Croatia (Reuters) – Bosnia will hold off applying for European Union membership until it receives more welcoming signals from Brussels, its foreign minister said on Saturday.
All the states that emerged from Yugoslavia’s collapse want to join the EU. Slovenia is already a member, Croatia hopes to join in 2012, Serbia, Montenegro and Macedonia have applied for membership while Bosnia lags behind because of continued ethnic divisions.
The Office of the High Representative (OHR), installed after the 1992-95 war, still has power to dismiss Bosnian officials or overturn laws seen as endangering the country’s fragile peace.
The country, divided into a Bosnian Serb Republic and a Muslim-Croat Federation, is largely dysfunctional and reforms have been stalled by ethnic bickering.

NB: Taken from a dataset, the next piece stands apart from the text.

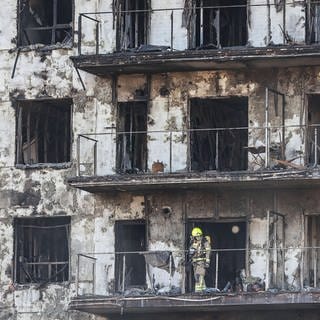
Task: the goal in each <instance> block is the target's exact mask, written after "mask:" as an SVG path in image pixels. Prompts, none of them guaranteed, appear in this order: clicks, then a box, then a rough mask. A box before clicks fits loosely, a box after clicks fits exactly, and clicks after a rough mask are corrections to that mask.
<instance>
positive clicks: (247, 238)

But like others in the Balkans, Bosnia has declared EU membership as its ultimate goal.
“This is also our main goal, but it seems the European Commission is very reluctant to accept the application of Bosnia Herzegovina as long as the OHR is present,” Foreign Minister Sven Alkalaj told Reuters at a conference in Dubrovnik. “I consider personally that this is not a good tactic.”
International officials say they will not end Bosnia’s protectorate status until the two ethnic halves agree to a series of conditions, including on how to divide state property.
Alkalaj had previously expressed hope that Bosnia would apply for membership by the end of 2009, but continuing ethnic tensions derailed such hopes.
Another delaying factor, Alkalaj said, was the parliamentary election in October.
The EU has said it wants all Balkan states eventually to join but many diplomats believe it may be a long process, given the slow pace of reforms in the region.